A week before, Tim had canceled their plans or at least pushed them back so late that it wasn’t even worth her going out anymore, was the only feasible thing for her to sit at home and wait, make herself busy with some painting or project that made her seem independent and unperturbed, an uncaring non-victim of his thoughtlessness, a woman with things to do, until eventually he’d arrive like always at some late hour, smoke-smelling and excited to see her, arms wide for her, both of them smiling their twin smiles as though his lateness had been a storm they’d both weathered, an inevitability that they, through their love, had conquered and now were through with, frustrations forgotten if they’d ever even existed at all. He’d ignore me on their way to her bedroom, ignore me the next morning, and be on his way to keep her waiting all over again. 

She was the hugest person I’d ever met, and he made her seem so small. 

While she was waiting for him, that night, she repainted an old table we’d salvaged from an alley behind the Christian bookstore.
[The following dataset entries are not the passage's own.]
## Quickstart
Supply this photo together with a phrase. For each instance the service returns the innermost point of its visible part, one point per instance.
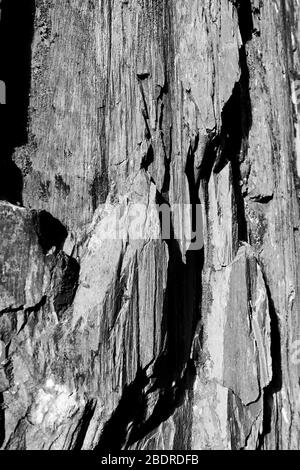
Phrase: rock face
(150, 178)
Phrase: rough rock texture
(111, 340)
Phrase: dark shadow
(83, 424)
(276, 383)
(51, 232)
(2, 420)
(16, 32)
(244, 10)
(131, 408)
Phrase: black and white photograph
(149, 229)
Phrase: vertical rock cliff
(149, 214)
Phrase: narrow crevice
(2, 420)
(16, 33)
(82, 427)
(244, 10)
(276, 383)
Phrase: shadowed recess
(16, 33)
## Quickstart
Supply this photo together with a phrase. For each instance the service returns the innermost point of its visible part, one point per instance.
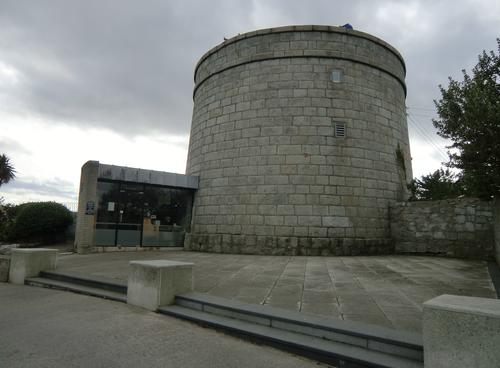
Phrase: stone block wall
(461, 228)
(274, 177)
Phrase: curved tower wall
(275, 176)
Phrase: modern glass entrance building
(128, 207)
(130, 214)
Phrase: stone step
(76, 288)
(398, 343)
(86, 280)
(331, 352)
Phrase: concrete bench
(152, 284)
(28, 262)
(461, 331)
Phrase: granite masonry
(299, 138)
(461, 228)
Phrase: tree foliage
(7, 172)
(441, 184)
(469, 115)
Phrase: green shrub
(40, 222)
(7, 215)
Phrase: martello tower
(299, 138)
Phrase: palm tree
(7, 172)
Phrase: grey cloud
(8, 146)
(32, 188)
(128, 65)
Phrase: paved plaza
(44, 328)
(382, 290)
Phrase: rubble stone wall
(461, 228)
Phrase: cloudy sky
(111, 80)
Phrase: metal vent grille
(340, 130)
(336, 76)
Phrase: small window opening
(340, 130)
(336, 76)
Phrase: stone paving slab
(382, 290)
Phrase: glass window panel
(107, 207)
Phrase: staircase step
(86, 280)
(331, 352)
(76, 288)
(374, 338)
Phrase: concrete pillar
(152, 284)
(460, 331)
(87, 207)
(28, 262)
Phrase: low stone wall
(461, 228)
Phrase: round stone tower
(300, 141)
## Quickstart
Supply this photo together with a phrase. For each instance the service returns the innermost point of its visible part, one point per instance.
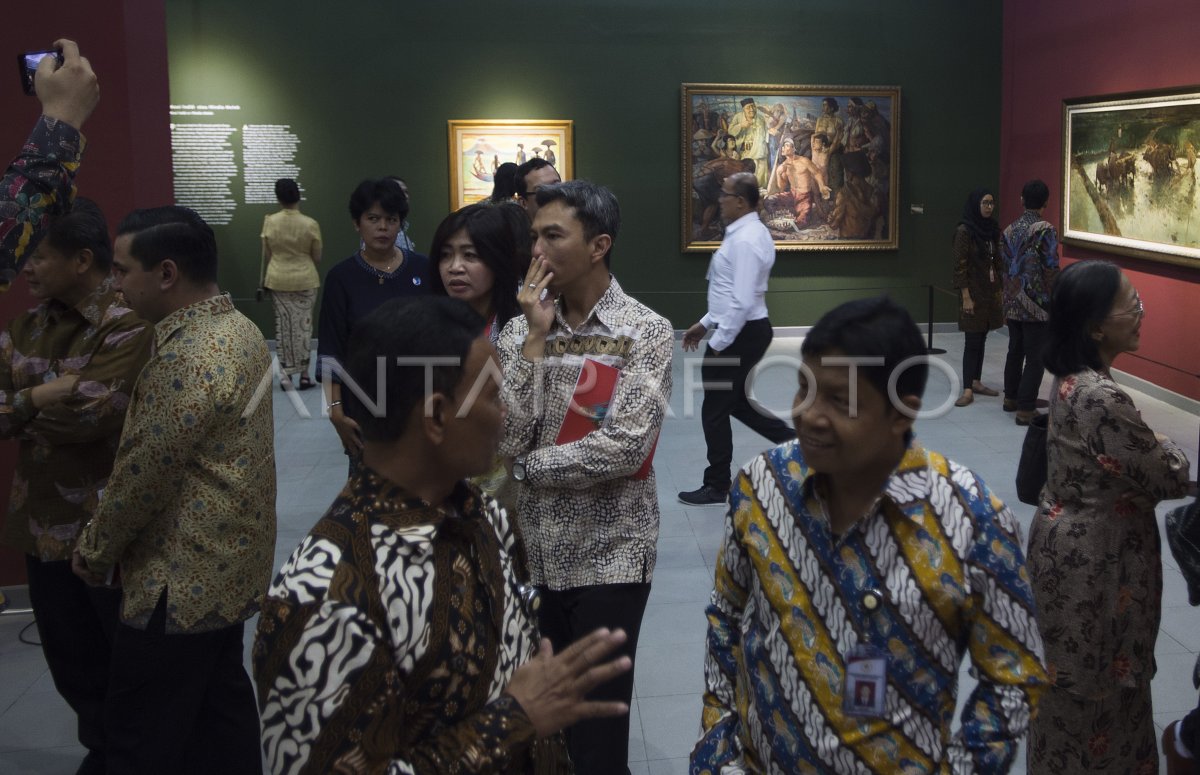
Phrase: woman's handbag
(1031, 472)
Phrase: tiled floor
(36, 728)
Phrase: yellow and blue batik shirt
(787, 610)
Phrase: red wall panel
(1078, 48)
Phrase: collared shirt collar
(606, 308)
(216, 305)
(912, 494)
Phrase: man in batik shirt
(857, 570)
(40, 182)
(1031, 254)
(589, 506)
(67, 367)
(397, 637)
(187, 520)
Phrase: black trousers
(76, 624)
(1023, 367)
(972, 356)
(180, 703)
(599, 746)
(725, 396)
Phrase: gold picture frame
(1129, 174)
(477, 146)
(850, 203)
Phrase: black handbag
(1031, 470)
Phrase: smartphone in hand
(28, 62)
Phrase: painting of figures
(826, 158)
(1129, 174)
(479, 146)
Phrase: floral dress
(1096, 565)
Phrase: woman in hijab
(978, 268)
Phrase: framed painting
(1129, 174)
(479, 146)
(826, 160)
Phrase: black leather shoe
(705, 497)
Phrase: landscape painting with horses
(1129, 174)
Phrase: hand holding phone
(28, 64)
(64, 83)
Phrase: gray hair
(595, 208)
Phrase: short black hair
(504, 181)
(525, 169)
(1035, 194)
(425, 326)
(745, 185)
(82, 227)
(501, 235)
(1083, 296)
(873, 328)
(384, 192)
(177, 233)
(595, 208)
(287, 191)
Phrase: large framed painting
(1129, 174)
(479, 146)
(826, 158)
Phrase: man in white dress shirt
(737, 281)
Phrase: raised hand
(538, 306)
(551, 688)
(69, 92)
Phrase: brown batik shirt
(66, 451)
(190, 508)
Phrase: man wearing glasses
(737, 311)
(533, 175)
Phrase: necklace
(382, 274)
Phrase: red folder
(589, 407)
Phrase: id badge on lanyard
(867, 671)
(867, 682)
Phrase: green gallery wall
(369, 86)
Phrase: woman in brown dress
(977, 275)
(1095, 554)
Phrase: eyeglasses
(1138, 310)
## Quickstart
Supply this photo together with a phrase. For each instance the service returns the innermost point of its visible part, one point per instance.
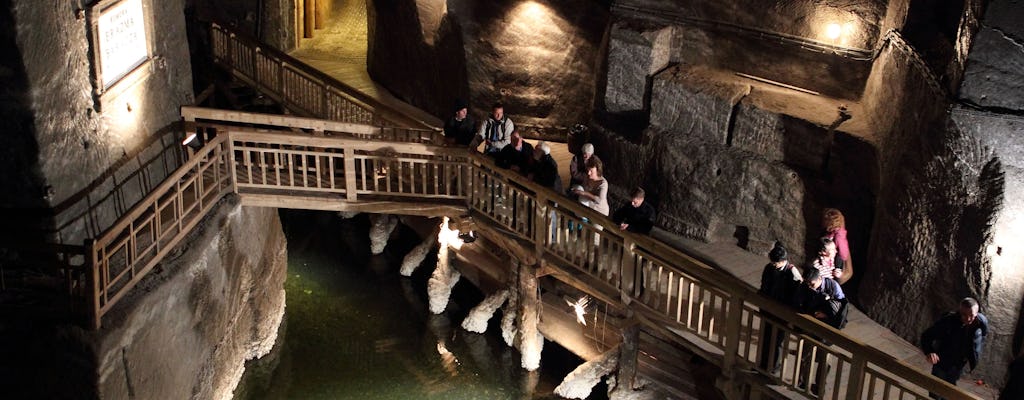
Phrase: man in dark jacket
(823, 299)
(956, 339)
(779, 281)
(518, 154)
(638, 217)
(545, 169)
(460, 129)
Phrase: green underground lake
(355, 328)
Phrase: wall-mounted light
(193, 140)
(834, 31)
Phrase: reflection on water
(354, 328)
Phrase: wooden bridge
(344, 165)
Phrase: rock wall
(719, 167)
(950, 198)
(187, 329)
(424, 34)
(540, 58)
(183, 332)
(73, 138)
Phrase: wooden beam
(327, 204)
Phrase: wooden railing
(674, 295)
(139, 239)
(299, 88)
(716, 314)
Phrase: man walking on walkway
(955, 340)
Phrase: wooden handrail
(720, 313)
(329, 84)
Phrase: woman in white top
(594, 192)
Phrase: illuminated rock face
(187, 329)
(947, 228)
(81, 150)
(538, 57)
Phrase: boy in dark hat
(779, 281)
(460, 128)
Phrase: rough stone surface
(531, 55)
(81, 136)
(421, 33)
(581, 381)
(381, 226)
(416, 256)
(509, 315)
(441, 280)
(187, 329)
(635, 53)
(722, 168)
(476, 320)
(183, 332)
(994, 76)
(1003, 304)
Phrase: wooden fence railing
(299, 88)
(719, 315)
(713, 313)
(139, 239)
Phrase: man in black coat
(955, 340)
(545, 169)
(637, 217)
(518, 154)
(779, 281)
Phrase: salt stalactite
(444, 277)
(529, 339)
(476, 320)
(416, 257)
(381, 226)
(511, 310)
(581, 381)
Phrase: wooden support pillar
(628, 359)
(320, 13)
(529, 340)
(308, 17)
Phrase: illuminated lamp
(834, 31)
(193, 140)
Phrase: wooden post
(628, 267)
(529, 341)
(92, 268)
(320, 13)
(628, 358)
(308, 18)
(541, 224)
(855, 385)
(349, 165)
(733, 324)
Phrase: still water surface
(354, 328)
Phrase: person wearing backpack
(497, 131)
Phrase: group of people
(505, 144)
(952, 342)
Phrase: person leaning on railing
(460, 128)
(822, 298)
(779, 281)
(954, 341)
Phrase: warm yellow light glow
(188, 139)
(121, 32)
(448, 236)
(531, 9)
(580, 307)
(834, 31)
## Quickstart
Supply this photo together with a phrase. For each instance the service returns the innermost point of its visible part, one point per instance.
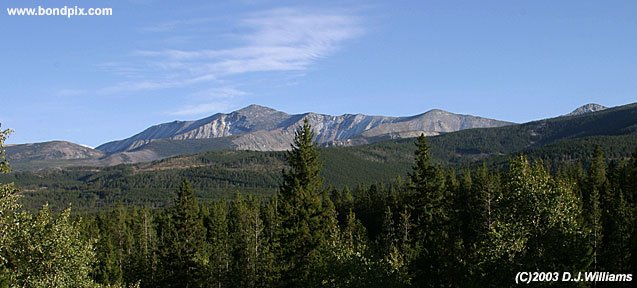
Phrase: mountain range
(254, 127)
(259, 128)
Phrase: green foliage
(50, 252)
(306, 226)
(182, 250)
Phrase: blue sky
(90, 80)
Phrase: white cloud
(70, 92)
(280, 40)
(203, 108)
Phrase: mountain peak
(588, 108)
(254, 108)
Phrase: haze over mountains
(264, 129)
(254, 128)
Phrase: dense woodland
(437, 226)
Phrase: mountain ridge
(265, 129)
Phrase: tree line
(438, 227)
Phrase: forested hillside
(439, 226)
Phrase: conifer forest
(437, 225)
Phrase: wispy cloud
(210, 101)
(200, 109)
(279, 40)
I sat down next to her on the couch with the quesadillas I’d made for us—soy cheese and tofu and broccoli because I was insisting on punk veganism as an inroad to enlightenment that fall. She leaned back toward me on the couch with her plate and sunk into the cushions like a soft zeppelin crash. She wore a light blue bandana to halo back the loose hair from her ponytail. “You look like Pollyanna,” I told her. 

She laughed and burrowed her face into my arm. “I don’t wanna talk about it. Sometimes function over form, you know?” 

“That’s ridiculous,” I said, pulling her red bra strap back onto her shoulder. “And uncouth.” 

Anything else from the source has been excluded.